Il est vrai que Pausanias n’embrasse dans sa relation, qu’une partie de la Grece, & les villes que ses colonies occupoient dans l’Asie mineure ; mais c’est aussi la partie la plus intéressante ; il la divise en dix états, qui étoient autrefois indépendans les uns des autres, savoir, l’Attique, la Corinthie, l’Argolide, la Laconie, la Messenie, l’Elide, l’Arcadie, la Béotie, & la Phocide ; c’est pourquoi chacun de ses livres donne la description de chacun de ces dix états de la Grece, à la reserve du cinquieme & du sixieme livre, qui tous deux ne traitent que de l’Elide, comme le second, lui seul, comprend Corinthe & Argos.
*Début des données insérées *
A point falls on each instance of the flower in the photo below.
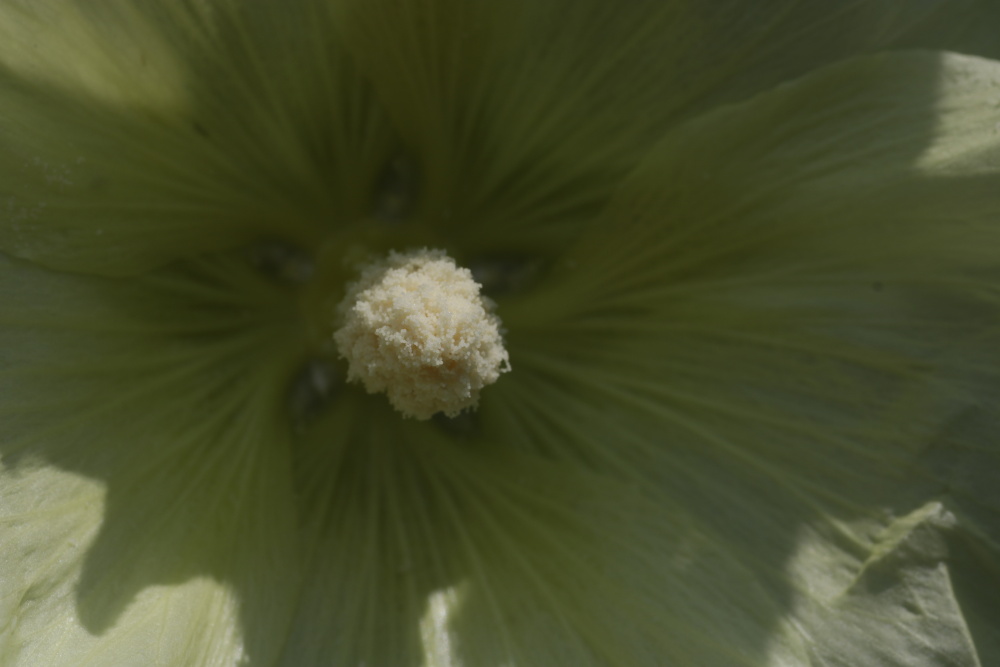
(752, 330)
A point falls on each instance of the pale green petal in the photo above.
(523, 115)
(146, 515)
(132, 134)
(786, 325)
(435, 549)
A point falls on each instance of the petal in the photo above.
(145, 506)
(523, 116)
(136, 134)
(783, 324)
(433, 549)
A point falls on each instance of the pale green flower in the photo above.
(751, 417)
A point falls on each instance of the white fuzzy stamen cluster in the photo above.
(415, 327)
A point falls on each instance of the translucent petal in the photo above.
(133, 134)
(786, 325)
(523, 115)
(146, 515)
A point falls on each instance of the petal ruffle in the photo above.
(523, 116)
(131, 135)
(146, 515)
(782, 325)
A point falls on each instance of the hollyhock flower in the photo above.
(686, 315)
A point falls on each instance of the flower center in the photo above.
(415, 326)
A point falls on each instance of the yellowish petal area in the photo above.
(146, 512)
(782, 324)
(133, 134)
(524, 115)
(431, 549)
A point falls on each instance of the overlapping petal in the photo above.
(145, 499)
(779, 325)
(131, 135)
(523, 116)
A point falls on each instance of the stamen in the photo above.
(415, 327)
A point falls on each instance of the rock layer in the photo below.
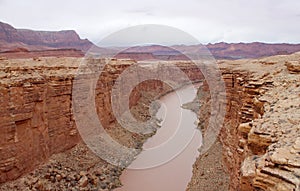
(36, 118)
(260, 135)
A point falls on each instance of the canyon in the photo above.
(257, 148)
(259, 139)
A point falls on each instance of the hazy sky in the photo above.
(208, 21)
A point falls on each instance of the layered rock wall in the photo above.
(260, 135)
(36, 117)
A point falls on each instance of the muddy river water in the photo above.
(165, 164)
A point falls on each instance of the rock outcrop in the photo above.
(36, 117)
(11, 38)
(260, 135)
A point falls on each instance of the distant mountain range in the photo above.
(28, 43)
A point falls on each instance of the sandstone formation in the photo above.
(11, 38)
(260, 135)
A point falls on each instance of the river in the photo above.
(165, 164)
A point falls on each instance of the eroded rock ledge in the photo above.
(261, 132)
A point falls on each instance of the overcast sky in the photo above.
(208, 21)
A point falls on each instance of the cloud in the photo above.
(208, 21)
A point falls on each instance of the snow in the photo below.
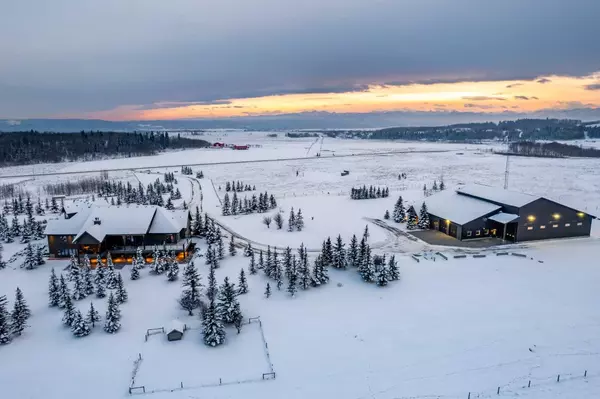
(503, 217)
(497, 194)
(458, 208)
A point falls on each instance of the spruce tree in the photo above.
(212, 327)
(5, 328)
(20, 313)
(393, 272)
(191, 283)
(53, 290)
(242, 283)
(299, 220)
(92, 316)
(112, 322)
(69, 314)
(423, 217)
(339, 254)
(232, 249)
(252, 267)
(80, 327)
(121, 295)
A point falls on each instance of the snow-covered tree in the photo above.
(339, 254)
(278, 219)
(112, 322)
(20, 313)
(242, 283)
(399, 211)
(80, 327)
(53, 290)
(232, 249)
(423, 217)
(292, 220)
(92, 316)
(212, 327)
(30, 262)
(299, 220)
(121, 295)
(411, 222)
(393, 272)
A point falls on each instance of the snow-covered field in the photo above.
(445, 329)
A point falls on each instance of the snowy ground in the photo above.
(446, 329)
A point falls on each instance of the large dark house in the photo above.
(477, 211)
(96, 230)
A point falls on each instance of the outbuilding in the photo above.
(175, 330)
(478, 211)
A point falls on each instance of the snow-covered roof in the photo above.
(497, 194)
(504, 217)
(119, 220)
(166, 222)
(457, 208)
(175, 325)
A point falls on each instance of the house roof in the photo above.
(119, 220)
(497, 195)
(457, 208)
(504, 217)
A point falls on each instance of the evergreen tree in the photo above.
(242, 283)
(411, 223)
(30, 262)
(20, 313)
(226, 205)
(112, 322)
(232, 249)
(393, 272)
(53, 290)
(192, 284)
(299, 220)
(292, 221)
(92, 316)
(339, 254)
(399, 211)
(80, 327)
(69, 314)
(423, 217)
(5, 328)
(227, 300)
(121, 295)
(252, 267)
(212, 327)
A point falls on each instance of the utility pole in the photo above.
(506, 172)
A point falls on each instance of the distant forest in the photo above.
(522, 129)
(551, 150)
(31, 147)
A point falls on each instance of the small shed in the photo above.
(175, 330)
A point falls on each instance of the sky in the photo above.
(156, 59)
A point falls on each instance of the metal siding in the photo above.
(543, 210)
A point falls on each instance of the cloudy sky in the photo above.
(157, 59)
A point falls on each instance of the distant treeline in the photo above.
(22, 148)
(551, 150)
(522, 129)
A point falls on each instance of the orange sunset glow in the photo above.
(549, 92)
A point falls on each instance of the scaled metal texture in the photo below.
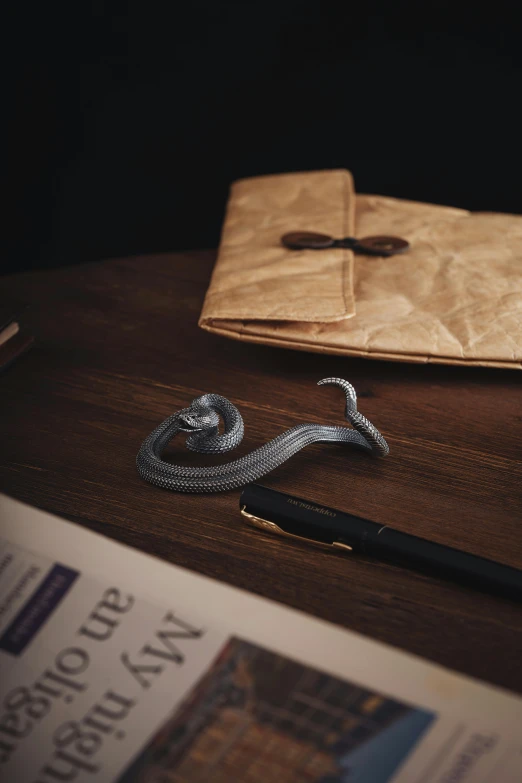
(201, 421)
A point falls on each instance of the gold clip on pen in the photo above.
(329, 528)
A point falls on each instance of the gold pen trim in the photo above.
(265, 524)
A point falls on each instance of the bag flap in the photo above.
(256, 277)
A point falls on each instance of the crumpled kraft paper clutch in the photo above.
(455, 297)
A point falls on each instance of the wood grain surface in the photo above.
(118, 349)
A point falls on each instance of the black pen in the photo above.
(294, 517)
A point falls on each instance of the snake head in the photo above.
(196, 418)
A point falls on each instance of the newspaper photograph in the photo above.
(147, 673)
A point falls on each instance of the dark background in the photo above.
(129, 120)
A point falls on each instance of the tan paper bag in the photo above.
(455, 297)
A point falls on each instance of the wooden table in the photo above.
(119, 349)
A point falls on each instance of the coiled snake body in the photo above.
(201, 421)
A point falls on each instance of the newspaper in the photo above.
(118, 667)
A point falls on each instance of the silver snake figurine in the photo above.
(201, 419)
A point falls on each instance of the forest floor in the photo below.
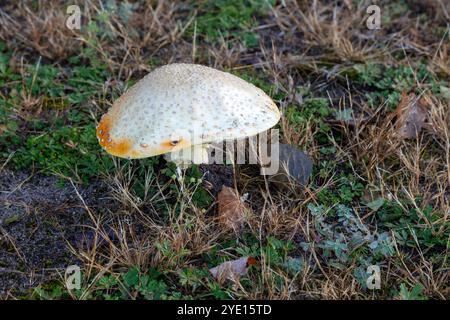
(370, 107)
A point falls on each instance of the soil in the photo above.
(35, 229)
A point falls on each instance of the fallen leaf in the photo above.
(231, 208)
(411, 115)
(232, 270)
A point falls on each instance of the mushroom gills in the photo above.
(183, 158)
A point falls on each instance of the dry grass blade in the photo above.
(411, 116)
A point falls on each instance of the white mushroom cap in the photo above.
(178, 106)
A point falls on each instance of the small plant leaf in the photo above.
(231, 208)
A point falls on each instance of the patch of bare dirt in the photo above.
(39, 218)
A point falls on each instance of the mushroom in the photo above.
(179, 109)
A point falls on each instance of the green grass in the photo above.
(231, 20)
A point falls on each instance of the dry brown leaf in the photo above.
(231, 208)
(411, 115)
(232, 270)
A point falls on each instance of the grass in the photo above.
(372, 199)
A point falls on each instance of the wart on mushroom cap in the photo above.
(184, 107)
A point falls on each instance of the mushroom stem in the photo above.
(180, 178)
(184, 158)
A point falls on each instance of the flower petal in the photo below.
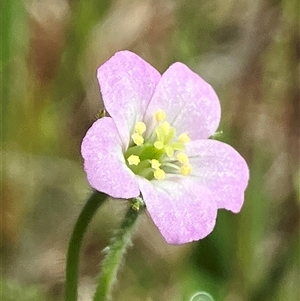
(104, 162)
(220, 168)
(183, 212)
(190, 103)
(127, 84)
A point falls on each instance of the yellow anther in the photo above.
(133, 160)
(137, 139)
(184, 137)
(155, 164)
(159, 174)
(140, 127)
(158, 145)
(182, 158)
(160, 115)
(186, 169)
(166, 127)
(169, 151)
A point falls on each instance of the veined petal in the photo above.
(190, 103)
(220, 168)
(182, 212)
(127, 84)
(104, 162)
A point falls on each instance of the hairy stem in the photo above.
(115, 252)
(72, 263)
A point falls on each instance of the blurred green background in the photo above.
(50, 50)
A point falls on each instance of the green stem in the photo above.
(72, 264)
(115, 252)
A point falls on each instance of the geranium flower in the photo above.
(155, 144)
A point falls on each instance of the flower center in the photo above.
(161, 153)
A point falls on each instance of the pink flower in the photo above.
(155, 143)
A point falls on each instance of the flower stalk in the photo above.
(72, 262)
(116, 250)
Il décrit exactement l’origine des peuples qu’il se propose de faire connoître, il nous instruit de leur gouvernement, de leurs guerres, de leurs colonies ; il parcourt leurs villes & leurs bourgades, en rapportant ce qui lui a paru digne de curiosité. Si dans la discussion de quelques points d’histoire ou d’antiquité, il embrasse un sentiment plutôt qu’un autre, il cite toujours ses garans ; & ses garans sont ordinairement les historiens & les poëtes les plus anciens, comme témoins des faits qu’il discute, ou plus proche de ceux qui en avoient été témoins. C’est par cette raison que la lecture de Pausanias fait tant de plaisir à ces savans, qui ont tous les siecles présens à l’esprit, & qui ne veulent rien ignorer de ce qu’il est possible de savoir. M. Fabricius a fait en leur faveur le détail des diverses éditions & traductions de Pausanias, afin qu’ils pussent choisir. Nous avons en françois celle de M. l’abbé Gedoyn, qui est excellente, & accompagnée de quelques cartes, & de courtes remarques, mais bonnes, & instructives. (Le Chevalier de Jaucourt.)